Rolnicy szykują ogólnopolski protest. W Wągrowcu spotkanie rolników przy starej Rakarni (ul. 11 Listopada) o godzinie 12:00.

We wtorek 30 grudnia 2025 roku rolnicy zapowiadają ogólnopolską akcję protestacyjną pod hasłem „STOP Mercosur”. W Wągrowcu rolnicy z powiatu wągrowieckiego spotkają się przy starej Rakarni, przy obwodnicy na ul. 11 Listopada. Organizatorzy z powiatu wągrowieckiego protest rozpoczną o godzinie 12:00.
„Ciągniki przy drogach, bez blokad”
Oddolny Ogólnopolski Protest Rolników (OOPR) podkreśla, że celem akcji ma być pokazanie jedności środowiska, a nie blokowanie przejazdu. W zapowiedziach przewija się scenariusz ustawiania oflagowanych ciągników przy drogach i wiaduktach oraz ekspozycja banerów z hasłami „STOP Mercosur” i „W obronie polskiej wsi”.

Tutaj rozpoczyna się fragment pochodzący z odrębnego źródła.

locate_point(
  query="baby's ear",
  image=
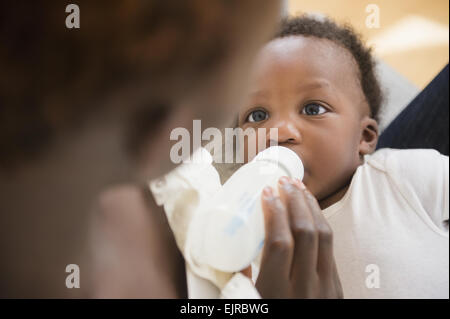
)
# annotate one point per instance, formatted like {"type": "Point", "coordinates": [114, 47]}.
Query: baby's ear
{"type": "Point", "coordinates": [369, 136]}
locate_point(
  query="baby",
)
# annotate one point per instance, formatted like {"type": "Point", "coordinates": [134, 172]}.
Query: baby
{"type": "Point", "coordinates": [382, 227]}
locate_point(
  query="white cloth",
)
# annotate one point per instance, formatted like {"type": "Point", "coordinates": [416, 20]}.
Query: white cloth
{"type": "Point", "coordinates": [393, 223]}
{"type": "Point", "coordinates": [390, 230]}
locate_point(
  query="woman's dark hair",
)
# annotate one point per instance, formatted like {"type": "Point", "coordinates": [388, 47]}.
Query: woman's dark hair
{"type": "Point", "coordinates": [346, 37]}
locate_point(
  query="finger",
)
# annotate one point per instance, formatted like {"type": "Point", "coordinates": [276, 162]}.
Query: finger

Dla kierowców oznacza to, że nawet bez formalnych blokad należy liczyć się z większą liczbą maszyn rolniczych w rejonie obwodnicy na ul. 11 Listopada w Wągrowcu, gdzie ma dojść do zbiórki w pobliżu starej Rakarni. Planowany jest też przejazd obwodnicą.
Tłem protestu jest umowa handlowa UE z krajami Mercosur, czyli południowoamerykańskim blokiem obejmującym m.in. Brazylię, Argentynę, Paragwaj i Urugwaj. Rolnicy obawiają się wzrostu importu i konkurencji cenowej, a także różnic w standardach produkcji żywności. W debacie pojawia się wątek „wzajemności” wymagań, czyli oczekiwania, by produkty spoza UE spełniały porównywalne normy, jak te narzucone europejskim producentom.

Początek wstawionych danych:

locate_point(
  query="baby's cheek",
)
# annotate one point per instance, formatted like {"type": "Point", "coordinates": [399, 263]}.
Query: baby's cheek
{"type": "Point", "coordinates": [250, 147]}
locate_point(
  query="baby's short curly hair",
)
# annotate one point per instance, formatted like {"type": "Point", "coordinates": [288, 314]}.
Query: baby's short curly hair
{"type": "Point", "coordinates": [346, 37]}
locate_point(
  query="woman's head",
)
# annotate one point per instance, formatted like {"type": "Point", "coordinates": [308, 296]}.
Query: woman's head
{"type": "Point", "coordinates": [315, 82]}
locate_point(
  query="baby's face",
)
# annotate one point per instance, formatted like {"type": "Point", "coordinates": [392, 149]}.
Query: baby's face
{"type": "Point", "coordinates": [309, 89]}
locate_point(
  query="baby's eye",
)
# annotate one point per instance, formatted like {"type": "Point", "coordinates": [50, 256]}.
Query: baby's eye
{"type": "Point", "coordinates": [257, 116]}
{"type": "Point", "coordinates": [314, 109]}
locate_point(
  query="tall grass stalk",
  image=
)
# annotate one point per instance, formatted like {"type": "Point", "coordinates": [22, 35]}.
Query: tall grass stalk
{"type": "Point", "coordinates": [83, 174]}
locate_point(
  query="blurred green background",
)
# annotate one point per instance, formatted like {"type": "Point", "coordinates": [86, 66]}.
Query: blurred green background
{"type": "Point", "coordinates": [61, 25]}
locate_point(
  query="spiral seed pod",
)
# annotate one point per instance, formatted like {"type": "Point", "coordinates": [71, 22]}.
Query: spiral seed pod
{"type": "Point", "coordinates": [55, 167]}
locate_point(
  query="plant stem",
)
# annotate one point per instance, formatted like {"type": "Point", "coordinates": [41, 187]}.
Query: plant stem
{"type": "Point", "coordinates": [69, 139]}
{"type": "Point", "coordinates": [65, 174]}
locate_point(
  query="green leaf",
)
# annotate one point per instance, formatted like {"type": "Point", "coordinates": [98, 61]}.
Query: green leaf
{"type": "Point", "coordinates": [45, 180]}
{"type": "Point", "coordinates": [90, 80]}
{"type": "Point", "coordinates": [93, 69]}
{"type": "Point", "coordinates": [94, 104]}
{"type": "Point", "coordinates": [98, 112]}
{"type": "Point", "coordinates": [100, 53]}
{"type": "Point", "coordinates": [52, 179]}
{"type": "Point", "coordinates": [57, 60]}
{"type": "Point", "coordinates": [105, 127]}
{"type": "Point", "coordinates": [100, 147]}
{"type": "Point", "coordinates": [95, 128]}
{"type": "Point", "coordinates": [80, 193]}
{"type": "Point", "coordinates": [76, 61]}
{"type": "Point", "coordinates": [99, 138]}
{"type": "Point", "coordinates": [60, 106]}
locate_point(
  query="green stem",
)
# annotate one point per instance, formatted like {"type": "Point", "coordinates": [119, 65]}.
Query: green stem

W połowie grudnia temat znów przyspieszył na forum europejskim. Włoski i francuski rząd sygnalizowały, że podpisanie porozumienia jest „przedwczesne”, domagając się dodatkowych zabezpieczeń dla rolnictwa. To właśnie presja części państw miała przełożyć się na odsunięcie decyzji w czasie.

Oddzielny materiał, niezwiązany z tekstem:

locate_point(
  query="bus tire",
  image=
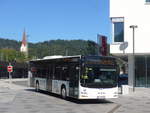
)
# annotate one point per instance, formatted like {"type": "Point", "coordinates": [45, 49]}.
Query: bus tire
{"type": "Point", "coordinates": [37, 87]}
{"type": "Point", "coordinates": [63, 93]}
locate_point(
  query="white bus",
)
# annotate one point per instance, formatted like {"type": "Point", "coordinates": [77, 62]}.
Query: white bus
{"type": "Point", "coordinates": [81, 77]}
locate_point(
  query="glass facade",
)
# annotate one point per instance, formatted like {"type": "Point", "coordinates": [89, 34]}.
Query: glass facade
{"type": "Point", "coordinates": [118, 31]}
{"type": "Point", "coordinates": [142, 71]}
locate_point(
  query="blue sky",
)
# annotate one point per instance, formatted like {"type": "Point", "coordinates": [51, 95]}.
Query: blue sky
{"type": "Point", "coordinates": [54, 19]}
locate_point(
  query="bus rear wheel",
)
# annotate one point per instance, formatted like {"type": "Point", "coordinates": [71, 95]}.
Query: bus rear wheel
{"type": "Point", "coordinates": [63, 93]}
{"type": "Point", "coordinates": [37, 87]}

Rząd uspokaja, organizatorzy protestu odpowiadają
W Polsce sprawa ma wyraźny wymiar polityczny. Premier Donald Tusk w grudniu oceniał publicznie, że obecna wersja umowy jest „w dużej mierze bezpieczna” z punktu widzenia polskich rolników i konsumentów.
Z kolei OOPR w swoich komunikatach wzywa do jednoznacznego sprzeciwu władz i domaga się uchwały Sejmu, która zobowiąże rząd do stanowczego odrzucenia umowy. Organizatorzy przedstawiają wtorkową akcję jako próbę wywarcia nacisku, zanim temat wróci na agendę w Brukseli.